Wut und Protest in China: Aufstand der Kleinsparer

In der Provinz Henan demonstrieren wütende Anleger. Die chinesischen Behörden reagieren darauf mit roher Gewalt.

Kleinsparer demonstrieren in der zentralchinesischen Stadt Zhengzhou gegen mafiöse Strukturen.

Wenn's um Geld geht, kennen diese chinesischen Kleinsparer keinen Spaß Foto: reuters

PEKING taz | Selten entlädt sich der chinesische Volkszorn in öffentlichen Protesten, doch am Sonntag versammelten sich über tausend wütende Menschen vor der örtlichen Zentralbank in der Metropole Zhengzhou. „Wir wollen unser Geld zurück“, schrien die Kleinsparer, offensichtlich Opfer eines Finanzskandals. Als die ersten Polizeitruppen anmarschierten, warfen sie mit Plastikflaschen und schimpften auf die Beamten. Trotz deren Überzahl weigerte sich die Menschenmenge, nach Hause zu gehen.

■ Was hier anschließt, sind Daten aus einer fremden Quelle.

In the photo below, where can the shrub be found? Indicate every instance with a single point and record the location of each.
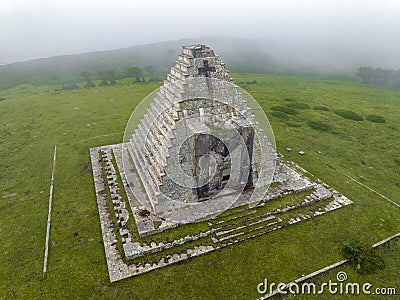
(321, 107)
(298, 105)
(375, 119)
(365, 258)
(293, 124)
(89, 84)
(280, 115)
(284, 109)
(318, 125)
(348, 114)
(103, 83)
(72, 86)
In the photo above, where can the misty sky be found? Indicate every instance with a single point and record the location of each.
(41, 28)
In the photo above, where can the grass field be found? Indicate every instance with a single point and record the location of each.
(34, 119)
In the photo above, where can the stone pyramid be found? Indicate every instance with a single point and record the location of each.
(198, 139)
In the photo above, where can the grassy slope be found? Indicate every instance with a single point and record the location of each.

Die Staatsmacht schlug mit Härte zurück. Diese „Drecksarbeit“ ließ die Polizei von Sicherheitskräften in Zivil durchführen: Muskulöse Männer mit Kurzhaarschnitt schlugen auf die Protestierenden ein, darunter auch schwangere Frauen. Dutzende Personen wurden gewaltsam weggezerrt, in Busse gesteckt und abtransportiert. Einige von ihnen schossen Selfies mit ihrem Smartphone, um ihre Verletzungen zu dokumentieren: blutige Gesichter, angeschwollene Augen, aufgeplatzte Lippen. Ein Mann behauptete gar, von örtlich angeheuerten Kleinkriminellen verprügelt worden zu sein – überprüfen lässt sich seine Aussage nicht.

Allerdings ist das Anliegen der Demonstranten mehr als berechtigt: Es handelt sich um Kleinsparer, die seit Monaten bereits keinen Zugriff mehr auf ihr Geld haben. Betroffen sind Kunden von insgesamt vier Lokalbanken in der zentralchinesischen Provinz Henan, die mutmaßlich in einen Spekulationsskandal verwickelt sind. Offenbar hat ein Anteilseigner hohe Geldsummen veruntreut und ist schlussendlich untergetaucht. Die Banken haben infolgedessen Gelder in Höhe von umgerechnet mehreren hundert Millionen Euro eingefroren.

Dagegen wollten die Demonstrierenden eine Petition einreichen. „Doch die Polizei hat uns über Lautsprecher gesagt, dass wir das Gesetz brechen würden“, sagte ein 40-Jähriger der Nachrichtenagentur Reuters: „Das ist lächerlich. Es sind die Banken, die das Gesetz brechen.“

Mafia-Staat

In den sozialen Medien zeigten sich viele User entrüstet. „Ich kann es gar nicht glauben. Legitime Interessen werden mit Füßen getreten“, kommentierte ein Nutzer auf der Online-Plattform Weibo. Ein anderer meint: „Die Volksmassen werden wie Feinde behandelt. Doch die, die mit Feuer spielen, werden sich am Ende selbst verbrennen. Ihr solltet die Massen nicht schikanieren!“ Manch einer schrieb gar von einem „Mafia-Staat“.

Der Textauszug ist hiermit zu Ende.